To qualify, you must have been stated at Lejeune or New River, on active duty, between August 1953 and December 1987, and you were dishonorably discharged. There may be a few other qualifiers. If you meet these requirements, then please contact a lawyer
The two main pollutants are the metal degreaser trichloroethylene (TCE) and the dry-cleaning agent tetrachloroethylene (PCE). Spilled or dumped onto the ground, the chemicals contaminated two drinking-water systems on the base between 1957 and 1985, according to federal records. TCE and PCE have been linked to an array of cancers in adults. In addition, health problems seen in children exposed in the womb include leukemia, fetal death, major heart defects, abnormal neural tubes, cleft lip, and eye problems.
The Real Story
According to official reports, a young Marine (Sgt Ron Poirier) assigned to the 8th Communications Battalion at Camp Lejeune in the mid-1970s was dumping hundreds of gallons of toxic solvents into the ground. He and the Marines in his shop used trichloroethylene (TCE) to clean circuit boards and other components on top-secret radio components. When they collected drums of the chemicals, they would carry them across the parking lot and dump them in the woods. Ron recalled dumping at least 100 gallons a month, and the kicker is this parking lot was located south of the Hadnot Point Industrial Area, right in the middle of a cluster of drinking water wells serving Camp Lejeune and New River.

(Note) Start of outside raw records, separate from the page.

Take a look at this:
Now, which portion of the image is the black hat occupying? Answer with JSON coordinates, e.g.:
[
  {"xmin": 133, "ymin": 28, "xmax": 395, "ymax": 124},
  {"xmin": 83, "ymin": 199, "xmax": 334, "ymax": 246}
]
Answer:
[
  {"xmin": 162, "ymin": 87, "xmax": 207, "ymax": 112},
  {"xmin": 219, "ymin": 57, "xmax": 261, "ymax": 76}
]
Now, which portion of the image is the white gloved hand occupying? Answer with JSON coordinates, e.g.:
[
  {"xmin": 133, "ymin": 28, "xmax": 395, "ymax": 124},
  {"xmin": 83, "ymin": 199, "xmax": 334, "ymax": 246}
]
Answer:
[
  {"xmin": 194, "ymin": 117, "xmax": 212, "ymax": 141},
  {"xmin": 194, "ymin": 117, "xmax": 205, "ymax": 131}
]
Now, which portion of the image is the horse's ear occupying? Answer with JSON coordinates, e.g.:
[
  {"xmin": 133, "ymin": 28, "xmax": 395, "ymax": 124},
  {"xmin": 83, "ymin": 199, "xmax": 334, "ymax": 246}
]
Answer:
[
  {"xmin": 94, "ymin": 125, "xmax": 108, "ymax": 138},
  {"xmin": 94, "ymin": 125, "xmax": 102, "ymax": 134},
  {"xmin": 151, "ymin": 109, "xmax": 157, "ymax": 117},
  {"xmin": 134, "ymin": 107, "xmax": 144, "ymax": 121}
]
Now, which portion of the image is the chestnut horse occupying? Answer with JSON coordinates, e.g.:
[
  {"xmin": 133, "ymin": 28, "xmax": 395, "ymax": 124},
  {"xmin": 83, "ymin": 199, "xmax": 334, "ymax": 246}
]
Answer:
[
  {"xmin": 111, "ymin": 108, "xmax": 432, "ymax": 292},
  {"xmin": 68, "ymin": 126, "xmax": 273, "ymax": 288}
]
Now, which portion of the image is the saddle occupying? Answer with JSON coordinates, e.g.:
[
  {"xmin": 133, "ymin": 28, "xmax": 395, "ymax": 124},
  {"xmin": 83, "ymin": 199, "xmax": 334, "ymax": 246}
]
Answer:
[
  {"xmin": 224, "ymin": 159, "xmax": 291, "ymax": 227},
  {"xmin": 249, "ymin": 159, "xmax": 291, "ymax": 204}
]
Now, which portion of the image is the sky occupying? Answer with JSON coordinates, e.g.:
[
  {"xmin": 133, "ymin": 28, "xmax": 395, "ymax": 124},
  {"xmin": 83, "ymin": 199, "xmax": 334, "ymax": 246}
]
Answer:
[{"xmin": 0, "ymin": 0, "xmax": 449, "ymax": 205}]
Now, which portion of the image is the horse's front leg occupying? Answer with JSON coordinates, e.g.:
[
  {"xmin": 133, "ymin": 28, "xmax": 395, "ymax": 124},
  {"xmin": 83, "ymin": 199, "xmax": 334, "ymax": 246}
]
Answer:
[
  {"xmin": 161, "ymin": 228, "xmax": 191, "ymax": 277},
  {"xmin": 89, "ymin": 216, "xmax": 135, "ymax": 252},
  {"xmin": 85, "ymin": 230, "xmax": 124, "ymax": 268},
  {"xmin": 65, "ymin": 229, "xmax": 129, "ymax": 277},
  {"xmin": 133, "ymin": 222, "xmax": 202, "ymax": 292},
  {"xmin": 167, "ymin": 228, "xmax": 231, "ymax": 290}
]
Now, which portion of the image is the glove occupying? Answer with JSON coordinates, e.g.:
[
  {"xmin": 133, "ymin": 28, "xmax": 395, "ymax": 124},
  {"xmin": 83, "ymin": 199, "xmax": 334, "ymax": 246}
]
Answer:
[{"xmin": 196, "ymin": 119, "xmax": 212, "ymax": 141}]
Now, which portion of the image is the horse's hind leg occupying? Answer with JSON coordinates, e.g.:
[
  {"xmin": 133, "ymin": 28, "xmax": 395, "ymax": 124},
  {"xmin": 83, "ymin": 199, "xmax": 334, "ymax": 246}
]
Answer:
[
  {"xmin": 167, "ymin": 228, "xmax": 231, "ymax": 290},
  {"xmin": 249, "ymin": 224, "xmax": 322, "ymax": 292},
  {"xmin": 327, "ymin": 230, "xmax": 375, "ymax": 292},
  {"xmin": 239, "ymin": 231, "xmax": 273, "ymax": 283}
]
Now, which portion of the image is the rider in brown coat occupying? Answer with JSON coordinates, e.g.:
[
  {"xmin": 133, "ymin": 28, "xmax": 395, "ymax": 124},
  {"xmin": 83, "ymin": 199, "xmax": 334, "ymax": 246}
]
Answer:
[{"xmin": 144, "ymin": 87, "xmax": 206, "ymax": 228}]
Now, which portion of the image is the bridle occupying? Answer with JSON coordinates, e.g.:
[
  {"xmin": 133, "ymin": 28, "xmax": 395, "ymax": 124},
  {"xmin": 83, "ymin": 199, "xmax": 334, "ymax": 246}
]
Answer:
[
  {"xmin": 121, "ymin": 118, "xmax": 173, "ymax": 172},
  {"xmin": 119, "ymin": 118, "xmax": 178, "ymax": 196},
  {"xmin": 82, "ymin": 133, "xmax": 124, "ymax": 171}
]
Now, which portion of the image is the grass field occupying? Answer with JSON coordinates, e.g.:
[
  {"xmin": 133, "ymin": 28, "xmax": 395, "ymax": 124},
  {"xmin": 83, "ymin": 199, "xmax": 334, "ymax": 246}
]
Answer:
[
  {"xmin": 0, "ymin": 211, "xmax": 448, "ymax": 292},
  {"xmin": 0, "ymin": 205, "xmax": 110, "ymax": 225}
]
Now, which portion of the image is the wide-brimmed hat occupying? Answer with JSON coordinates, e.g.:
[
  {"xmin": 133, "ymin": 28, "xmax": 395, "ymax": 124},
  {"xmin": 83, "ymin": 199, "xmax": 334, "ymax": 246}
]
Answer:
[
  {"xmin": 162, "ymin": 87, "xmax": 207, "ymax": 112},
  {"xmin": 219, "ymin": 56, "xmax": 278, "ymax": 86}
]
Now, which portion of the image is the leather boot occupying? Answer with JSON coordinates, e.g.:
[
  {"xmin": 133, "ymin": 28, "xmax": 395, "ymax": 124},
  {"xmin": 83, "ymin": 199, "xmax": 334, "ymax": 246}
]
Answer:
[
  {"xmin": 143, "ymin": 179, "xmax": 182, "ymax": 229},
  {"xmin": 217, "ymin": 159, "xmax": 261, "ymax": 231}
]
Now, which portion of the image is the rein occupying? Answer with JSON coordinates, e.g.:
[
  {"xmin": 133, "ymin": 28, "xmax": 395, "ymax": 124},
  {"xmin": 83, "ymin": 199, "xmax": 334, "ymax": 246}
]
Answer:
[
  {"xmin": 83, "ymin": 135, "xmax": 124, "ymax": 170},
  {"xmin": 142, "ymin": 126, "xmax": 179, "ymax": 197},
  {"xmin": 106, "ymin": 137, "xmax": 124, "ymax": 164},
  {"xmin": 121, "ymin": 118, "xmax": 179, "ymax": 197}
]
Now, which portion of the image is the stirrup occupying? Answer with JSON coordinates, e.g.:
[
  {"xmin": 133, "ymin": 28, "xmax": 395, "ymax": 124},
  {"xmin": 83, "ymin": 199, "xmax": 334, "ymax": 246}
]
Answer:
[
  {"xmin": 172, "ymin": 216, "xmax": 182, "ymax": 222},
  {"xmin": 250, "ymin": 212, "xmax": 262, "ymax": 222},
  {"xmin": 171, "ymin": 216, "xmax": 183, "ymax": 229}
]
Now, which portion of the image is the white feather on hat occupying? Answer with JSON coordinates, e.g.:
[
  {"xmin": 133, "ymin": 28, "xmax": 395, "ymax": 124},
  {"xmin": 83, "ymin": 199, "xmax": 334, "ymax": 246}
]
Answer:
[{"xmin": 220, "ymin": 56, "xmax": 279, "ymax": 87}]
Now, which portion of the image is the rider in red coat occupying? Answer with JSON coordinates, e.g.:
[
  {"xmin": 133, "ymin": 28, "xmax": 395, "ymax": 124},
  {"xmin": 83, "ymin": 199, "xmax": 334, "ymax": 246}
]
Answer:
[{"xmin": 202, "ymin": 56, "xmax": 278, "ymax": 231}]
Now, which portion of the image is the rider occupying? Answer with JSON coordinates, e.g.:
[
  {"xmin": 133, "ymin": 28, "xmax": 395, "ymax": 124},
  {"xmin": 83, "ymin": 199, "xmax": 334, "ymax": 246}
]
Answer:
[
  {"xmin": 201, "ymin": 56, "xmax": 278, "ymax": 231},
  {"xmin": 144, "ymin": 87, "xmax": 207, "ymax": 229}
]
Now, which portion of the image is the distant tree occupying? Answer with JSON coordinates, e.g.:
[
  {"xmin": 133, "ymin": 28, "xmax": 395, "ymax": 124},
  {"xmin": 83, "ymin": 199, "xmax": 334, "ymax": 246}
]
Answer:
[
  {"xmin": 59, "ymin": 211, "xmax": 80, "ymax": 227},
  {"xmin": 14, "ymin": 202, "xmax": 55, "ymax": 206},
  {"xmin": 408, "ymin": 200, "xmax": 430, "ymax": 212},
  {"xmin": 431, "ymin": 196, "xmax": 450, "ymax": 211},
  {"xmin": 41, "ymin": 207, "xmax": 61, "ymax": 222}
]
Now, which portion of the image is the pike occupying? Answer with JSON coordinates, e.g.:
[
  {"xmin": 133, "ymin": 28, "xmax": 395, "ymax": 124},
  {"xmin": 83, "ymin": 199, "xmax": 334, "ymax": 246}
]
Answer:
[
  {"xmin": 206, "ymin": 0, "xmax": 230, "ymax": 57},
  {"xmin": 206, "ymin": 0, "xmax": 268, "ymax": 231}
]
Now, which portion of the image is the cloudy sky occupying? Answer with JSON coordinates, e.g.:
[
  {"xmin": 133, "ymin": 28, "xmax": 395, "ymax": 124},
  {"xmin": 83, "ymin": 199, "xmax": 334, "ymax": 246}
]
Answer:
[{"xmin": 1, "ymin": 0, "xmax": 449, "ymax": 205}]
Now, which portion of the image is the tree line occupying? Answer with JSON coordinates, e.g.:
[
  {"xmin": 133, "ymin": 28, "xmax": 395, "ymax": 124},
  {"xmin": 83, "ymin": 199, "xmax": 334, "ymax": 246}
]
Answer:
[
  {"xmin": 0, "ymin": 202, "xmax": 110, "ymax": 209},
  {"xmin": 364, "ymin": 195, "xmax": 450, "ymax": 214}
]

But there is more, From 1964 to 2005, ABC One-Hour Cleaners served as a small family-owned dry-cleaning business. The Site consisted of three buildings that housed separate activities: the front, middle, and north buildings. The middle building housed the dry-cleaning operations which included the use of the washer and septic tank system. Tetrachloroethylene (PCE), a common dry-cleaning solvent, was used as a part of the operations and was improperly released into the soil and groundwater by the septic tank system. PCE was also improperly buried outside the middle building. These improper disposal practices resulted in soil and groundwater contamination.